Half my immediate family live in the British Virgin Islands, and a couple of weeks ago I wrote about my concern for their safety following hurricane Irma, and the longer-term impact on the wonderful islands they call home. Most of the rest of my closest family live on the Caribbean island of Dominica, and what I didn't realise when I wrote that earlier post was that hurricane Maria was about to do to that island what Irma did to the BVI. Many of you will know my brother Roger from the frequent comments he leaves on this blog, and for six days there was no news of his, and his family's, safety following a direct hit by Maria. I only learned of his safety on Sunday, and although he is safe, the island has suffered almost unimaginable damage.
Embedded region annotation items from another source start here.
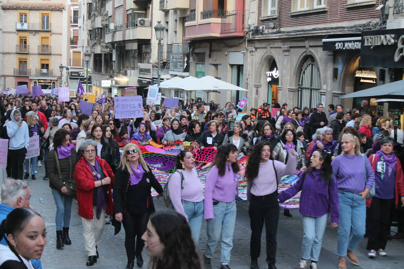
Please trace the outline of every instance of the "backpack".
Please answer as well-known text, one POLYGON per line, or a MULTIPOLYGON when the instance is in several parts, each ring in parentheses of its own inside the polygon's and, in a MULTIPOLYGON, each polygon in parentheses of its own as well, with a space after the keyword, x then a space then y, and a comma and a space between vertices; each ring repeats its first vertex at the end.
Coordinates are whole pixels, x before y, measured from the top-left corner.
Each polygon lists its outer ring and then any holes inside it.
POLYGON ((168 192, 168 181, 170 181, 170 179, 171 178, 171 177, 176 172, 179 173, 181 177, 181 190, 184 188, 184 186, 185 186, 185 181, 184 180, 184 175, 182 173, 182 169, 178 169, 174 171, 174 173, 170 175, 170 176, 169 176, 168 178, 167 179, 167 182, 166 182, 166 185, 164 187, 164 190, 163 191, 164 196, 163 196, 163 200, 164 200, 164 202, 166 204, 166 206, 167 207, 170 206, 170 202, 171 202, 171 200, 170 199, 170 193, 168 192))

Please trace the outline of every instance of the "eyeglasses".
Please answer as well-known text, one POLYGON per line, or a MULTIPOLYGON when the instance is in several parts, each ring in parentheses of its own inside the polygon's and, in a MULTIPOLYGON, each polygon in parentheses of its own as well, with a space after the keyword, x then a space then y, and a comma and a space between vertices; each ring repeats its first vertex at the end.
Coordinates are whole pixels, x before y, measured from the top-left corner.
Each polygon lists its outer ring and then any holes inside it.
POLYGON ((139 150, 137 148, 134 148, 131 150, 126 150, 126 155, 130 155, 132 153, 136 153, 138 151, 139 151, 139 150))

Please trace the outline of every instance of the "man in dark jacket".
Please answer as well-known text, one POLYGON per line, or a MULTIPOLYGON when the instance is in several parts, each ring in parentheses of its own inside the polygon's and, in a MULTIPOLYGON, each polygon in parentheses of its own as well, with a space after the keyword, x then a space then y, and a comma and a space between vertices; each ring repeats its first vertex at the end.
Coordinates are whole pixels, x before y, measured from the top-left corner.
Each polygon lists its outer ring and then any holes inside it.
POLYGON ((316 133, 316 130, 319 128, 322 128, 328 124, 327 115, 323 112, 324 106, 321 103, 317 104, 317 108, 310 117, 310 132, 316 133))

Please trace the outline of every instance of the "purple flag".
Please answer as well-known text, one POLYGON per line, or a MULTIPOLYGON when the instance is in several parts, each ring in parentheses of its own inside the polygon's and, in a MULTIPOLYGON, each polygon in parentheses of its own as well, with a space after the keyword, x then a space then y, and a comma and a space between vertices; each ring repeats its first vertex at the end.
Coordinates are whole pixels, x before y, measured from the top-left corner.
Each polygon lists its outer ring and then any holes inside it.
POLYGON ((78 87, 77 87, 77 94, 79 95, 84 95, 84 88, 81 85, 81 81, 78 80, 78 87))

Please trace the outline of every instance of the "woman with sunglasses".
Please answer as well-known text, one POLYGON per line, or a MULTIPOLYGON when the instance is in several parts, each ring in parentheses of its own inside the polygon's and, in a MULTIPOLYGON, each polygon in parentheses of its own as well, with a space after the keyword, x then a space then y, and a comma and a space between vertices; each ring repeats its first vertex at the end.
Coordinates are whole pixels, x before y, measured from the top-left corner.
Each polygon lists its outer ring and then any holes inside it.
POLYGON ((126 268, 133 268, 135 257, 137 265, 141 267, 144 246, 141 237, 146 231, 150 214, 155 211, 151 188, 159 194, 163 193, 163 188, 145 161, 139 147, 132 143, 124 149, 116 177, 113 192, 115 217, 122 223, 125 229, 126 268))

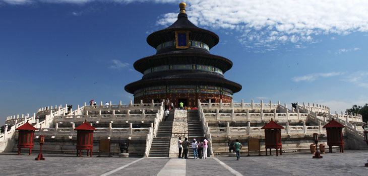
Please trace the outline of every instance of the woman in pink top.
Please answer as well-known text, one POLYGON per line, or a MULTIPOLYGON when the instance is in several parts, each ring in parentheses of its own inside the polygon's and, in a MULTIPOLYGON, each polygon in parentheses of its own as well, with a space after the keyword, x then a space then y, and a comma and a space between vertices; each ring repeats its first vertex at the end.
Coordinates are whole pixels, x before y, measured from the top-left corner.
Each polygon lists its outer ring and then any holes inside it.
POLYGON ((207 148, 208 148, 208 141, 206 138, 203 138, 203 154, 202 159, 207 158, 207 148))

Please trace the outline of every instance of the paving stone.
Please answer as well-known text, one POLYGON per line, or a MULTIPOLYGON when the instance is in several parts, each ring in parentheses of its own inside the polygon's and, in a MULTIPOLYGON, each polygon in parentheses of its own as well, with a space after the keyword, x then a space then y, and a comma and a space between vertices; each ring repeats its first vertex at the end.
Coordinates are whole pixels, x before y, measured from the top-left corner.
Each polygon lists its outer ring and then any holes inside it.
POLYGON ((145 158, 110 175, 156 175, 169 159, 169 158, 145 158))
POLYGON ((213 158, 187 159, 187 175, 232 175, 226 168, 213 158))
MULTIPOLYGON (((366 150, 345 150, 344 153, 327 153, 322 159, 312 159, 309 152, 284 153, 282 156, 242 156, 217 157, 243 175, 366 175, 366 150)), ((262 153, 264 155, 264 153, 262 153)), ((45 161, 16 153, 0 153, 2 175, 100 175, 139 158, 76 157, 75 155, 45 154, 45 161)), ((169 158, 144 158, 111 175, 156 175, 169 158)), ((187 175, 233 175, 212 158, 186 160, 187 175)))
MULTIPOLYGON (((345 150, 344 153, 326 153, 323 158, 312 159, 309 152, 284 153, 276 156, 241 156, 218 157, 233 169, 244 175, 365 175, 368 167, 364 166, 368 159, 365 150, 345 150)), ((264 155, 264 153, 262 154, 264 155)))

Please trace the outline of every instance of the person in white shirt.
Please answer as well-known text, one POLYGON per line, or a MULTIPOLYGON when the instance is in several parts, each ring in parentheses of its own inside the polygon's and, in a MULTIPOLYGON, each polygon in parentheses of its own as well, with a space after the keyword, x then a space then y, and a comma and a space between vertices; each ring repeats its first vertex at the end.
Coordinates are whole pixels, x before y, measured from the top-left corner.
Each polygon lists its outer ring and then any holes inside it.
POLYGON ((182 157, 180 156, 180 155, 181 155, 181 144, 182 144, 182 142, 181 142, 181 137, 179 137, 179 139, 177 140, 177 147, 179 147, 179 158, 182 158, 182 157))
POLYGON ((167 120, 169 120, 169 113, 170 113, 170 111, 169 111, 168 110, 166 109, 166 111, 165 111, 165 120, 164 120, 164 121, 166 121, 166 119, 167 119, 167 120))
POLYGON ((196 141, 196 139, 193 139, 193 142, 192 143, 192 148, 193 148, 193 155, 194 155, 194 159, 199 159, 198 151, 197 150, 197 148, 198 148, 198 145, 197 144, 197 141, 196 141))
POLYGON ((203 139, 203 154, 202 155, 202 159, 207 158, 207 148, 208 148, 208 141, 206 138, 203 139))

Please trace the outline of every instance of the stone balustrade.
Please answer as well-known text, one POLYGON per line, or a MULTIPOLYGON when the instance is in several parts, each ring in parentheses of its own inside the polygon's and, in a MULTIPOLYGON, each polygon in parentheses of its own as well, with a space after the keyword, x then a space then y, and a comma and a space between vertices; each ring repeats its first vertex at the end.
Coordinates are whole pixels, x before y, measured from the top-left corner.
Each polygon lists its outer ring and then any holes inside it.
POLYGON ((159 113, 130 114, 129 111, 127 114, 115 114, 115 110, 112 110, 112 114, 96 115, 73 115, 65 116, 55 116, 55 123, 65 122, 83 122, 85 120, 88 122, 109 122, 109 121, 129 121, 129 122, 153 122, 154 119, 159 117, 159 113))
POLYGON ((36 119, 35 113, 33 113, 33 116, 29 117, 29 114, 27 114, 26 116, 22 114, 21 116, 17 115, 13 116, 9 116, 7 117, 5 120, 5 123, 8 125, 14 125, 18 122, 21 121, 30 121, 31 123, 34 123, 36 119))
MULTIPOLYGON (((129 124, 129 128, 113 128, 110 123, 108 128, 96 128, 93 133, 94 137, 110 137, 110 138, 145 138, 149 132, 152 132, 153 124, 151 123, 151 127, 145 128, 133 128, 133 124, 129 124)), ((75 124, 70 128, 58 128, 55 125, 54 128, 40 128, 35 132, 35 135, 45 135, 51 138, 57 137, 69 137, 72 139, 73 137, 77 137, 77 131, 74 130, 75 124)))
POLYGON ((231 103, 222 103, 222 100, 220 100, 220 103, 211 103, 209 100, 209 103, 201 103, 198 101, 198 109, 276 109, 280 105, 280 102, 278 104, 272 104, 271 101, 268 104, 263 103, 262 100, 261 103, 254 103, 253 100, 252 100, 251 103, 244 103, 243 100, 241 100, 240 103, 234 103, 231 100, 231 103))
POLYGON ((300 106, 302 107, 304 109, 313 112, 330 114, 330 108, 327 107, 326 106, 319 105, 319 106, 318 104, 316 104, 316 106, 315 106, 314 103, 312 104, 311 105, 311 104, 309 103, 308 103, 307 105, 305 105, 304 103, 303 103, 302 106, 299 105, 298 103, 297 103, 297 104, 298 107, 300 106))
MULTIPOLYGON (((84 111, 107 111, 115 110, 153 110, 153 109, 163 109, 163 103, 154 103, 152 100, 151 103, 141 103, 132 104, 132 101, 129 104, 121 104, 120 101, 119 105, 103 105, 101 102, 100 105, 96 106, 85 106, 84 111)), ((110 102, 111 103, 111 102, 110 102)))
POLYGON ((206 121, 208 122, 218 122, 218 121, 249 121, 257 120, 270 121, 271 119, 275 120, 301 120, 305 121, 308 116, 306 113, 290 113, 287 112, 286 113, 263 113, 261 111, 260 113, 250 113, 248 109, 246 113, 234 113, 233 110, 231 113, 219 113, 219 110, 216 110, 216 113, 203 113, 202 116, 206 118, 206 121))
MULTIPOLYGON (((262 127, 252 127, 251 123, 248 122, 247 126, 241 127, 230 127, 229 123, 227 122, 226 127, 208 127, 209 132, 212 137, 231 138, 235 137, 247 137, 264 136, 265 132, 262 129, 262 127)), ((281 129, 281 135, 288 134, 308 134, 313 133, 326 134, 326 129, 322 128, 321 123, 318 126, 305 126, 305 122, 303 126, 289 126, 288 122, 281 129)))
POLYGON ((363 122, 363 117, 359 114, 354 114, 354 115, 348 115, 347 112, 345 112, 345 114, 343 114, 342 111, 341 114, 338 114, 335 111, 335 118, 337 119, 342 119, 346 120, 347 118, 349 122, 363 122))

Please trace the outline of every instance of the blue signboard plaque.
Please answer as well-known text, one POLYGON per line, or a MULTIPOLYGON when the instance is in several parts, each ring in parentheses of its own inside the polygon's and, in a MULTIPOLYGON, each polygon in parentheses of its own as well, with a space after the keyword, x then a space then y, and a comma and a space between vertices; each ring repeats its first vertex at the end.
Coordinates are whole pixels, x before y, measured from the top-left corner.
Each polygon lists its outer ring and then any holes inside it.
POLYGON ((175 31, 175 40, 176 48, 188 48, 189 47, 189 31, 175 31))

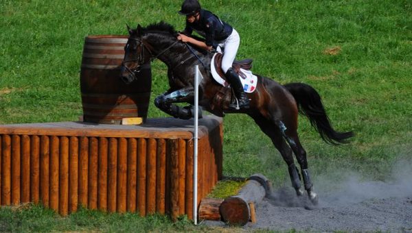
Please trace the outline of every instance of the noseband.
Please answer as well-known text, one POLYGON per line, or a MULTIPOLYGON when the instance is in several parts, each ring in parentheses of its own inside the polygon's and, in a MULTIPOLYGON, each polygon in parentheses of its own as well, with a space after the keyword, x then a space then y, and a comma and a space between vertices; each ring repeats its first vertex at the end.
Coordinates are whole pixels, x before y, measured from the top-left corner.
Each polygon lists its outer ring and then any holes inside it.
MULTIPOLYGON (((150 54, 150 62, 152 62, 154 60, 155 60, 156 58, 159 58, 161 55, 162 55, 163 53, 164 53, 165 51, 167 51, 168 50, 169 50, 171 47, 172 47, 174 44, 176 44, 176 42, 179 42, 179 40, 176 40, 175 42, 174 42, 173 43, 172 43, 172 45, 170 45, 170 46, 169 46, 168 47, 167 47, 166 49, 165 49, 164 50, 163 50, 162 51, 161 51, 160 53, 157 53, 157 55, 156 56, 153 56, 153 53, 152 53, 152 51, 150 51, 150 49, 149 49, 149 48, 148 47, 148 46, 146 45, 145 45, 145 43, 143 42, 143 40, 137 39, 137 38, 129 38, 129 40, 135 40, 138 42, 137 46, 140 47, 140 53, 139 53, 137 58, 135 59, 130 59, 130 60, 124 60, 122 62, 122 65, 126 68, 126 69, 133 76, 133 78, 135 79, 137 77, 136 77, 136 75, 135 75, 135 73, 139 73, 141 71, 141 66, 144 66, 144 64, 148 62, 148 61, 144 61, 144 51, 145 49, 147 50, 149 53, 150 54), (137 61, 137 66, 136 66, 136 69, 135 69, 134 70, 131 70, 130 68, 128 68, 127 66, 125 65, 125 64, 126 62, 135 62, 135 61, 137 61)), ((128 47, 128 42, 126 45, 127 47, 128 47)))

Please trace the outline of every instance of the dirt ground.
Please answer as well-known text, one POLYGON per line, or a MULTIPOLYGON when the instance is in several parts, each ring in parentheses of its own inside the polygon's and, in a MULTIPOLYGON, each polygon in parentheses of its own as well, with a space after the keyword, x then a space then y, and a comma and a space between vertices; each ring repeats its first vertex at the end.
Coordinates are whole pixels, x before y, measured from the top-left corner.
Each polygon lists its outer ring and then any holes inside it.
MULTIPOLYGON (((307 197, 296 197, 286 184, 257 205, 256 223, 232 230, 412 232, 412 169, 396 171, 385 182, 362 182, 354 174, 339 184, 320 177, 317 206, 307 197)), ((227 228, 222 222, 204 223, 227 228)))
POLYGON ((244 229, 412 232, 412 195, 358 202, 340 201, 330 195, 321 197, 318 206, 309 210, 307 201, 289 191, 279 191, 277 198, 264 199, 256 209, 257 223, 244 229))

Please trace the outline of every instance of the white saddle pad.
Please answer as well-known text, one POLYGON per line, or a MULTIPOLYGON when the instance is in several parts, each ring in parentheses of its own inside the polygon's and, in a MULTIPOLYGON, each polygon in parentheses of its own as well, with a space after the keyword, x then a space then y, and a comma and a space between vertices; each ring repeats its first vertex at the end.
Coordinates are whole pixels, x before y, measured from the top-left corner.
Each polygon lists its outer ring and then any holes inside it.
MULTIPOLYGON (((228 87, 229 84, 220 77, 219 73, 216 71, 216 69, 214 65, 214 59, 218 53, 215 53, 211 58, 211 62, 210 63, 210 70, 211 71, 211 76, 216 80, 216 82, 223 86, 228 87)), ((251 93, 256 90, 256 86, 258 85, 258 77, 252 73, 252 71, 249 70, 244 70, 240 68, 240 71, 246 75, 246 78, 242 78, 239 76, 240 82, 243 85, 243 90, 245 93, 251 93)))

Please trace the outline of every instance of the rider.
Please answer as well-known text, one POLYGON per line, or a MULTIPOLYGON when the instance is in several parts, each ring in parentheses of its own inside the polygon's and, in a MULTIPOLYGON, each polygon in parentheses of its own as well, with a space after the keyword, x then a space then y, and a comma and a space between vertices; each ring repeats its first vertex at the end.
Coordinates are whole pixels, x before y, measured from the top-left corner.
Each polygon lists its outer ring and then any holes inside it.
POLYGON ((186 27, 179 34, 178 40, 188 42, 207 51, 211 51, 212 48, 216 49, 218 47, 223 48, 222 69, 238 100, 238 103, 231 103, 229 108, 236 110, 249 108, 249 98, 243 90, 239 75, 231 67, 240 42, 238 32, 211 12, 202 9, 197 0, 185 0, 179 13, 186 16, 186 27), (191 35, 193 29, 204 36, 205 41, 186 36, 191 35))

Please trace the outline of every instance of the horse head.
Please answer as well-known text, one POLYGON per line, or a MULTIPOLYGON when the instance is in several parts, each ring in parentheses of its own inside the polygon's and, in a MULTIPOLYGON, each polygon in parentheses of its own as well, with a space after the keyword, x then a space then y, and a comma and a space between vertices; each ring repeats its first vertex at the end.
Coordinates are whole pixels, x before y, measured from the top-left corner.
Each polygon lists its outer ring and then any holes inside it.
POLYGON ((124 47, 124 58, 122 62, 120 77, 126 84, 137 79, 142 65, 150 62, 150 52, 142 38, 143 29, 140 25, 135 29, 127 25, 129 38, 124 47))

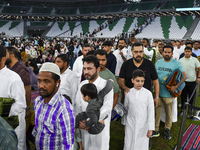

Just like baseball and Li'l Abner, I have no experience at all of the terrible destructive power of hurricanes (in these parts we call it a strong wind if it can blow a bit of soot out of an old mill chimney). What I do know, however, is that if we sit back and forget about the ongoing plight of all those people who have been affected by Harvey and Irma and Maria, if we imagine that now the winds have stilled life can immediately go back to normal, then we will be translating a double whammy into a triple whammy.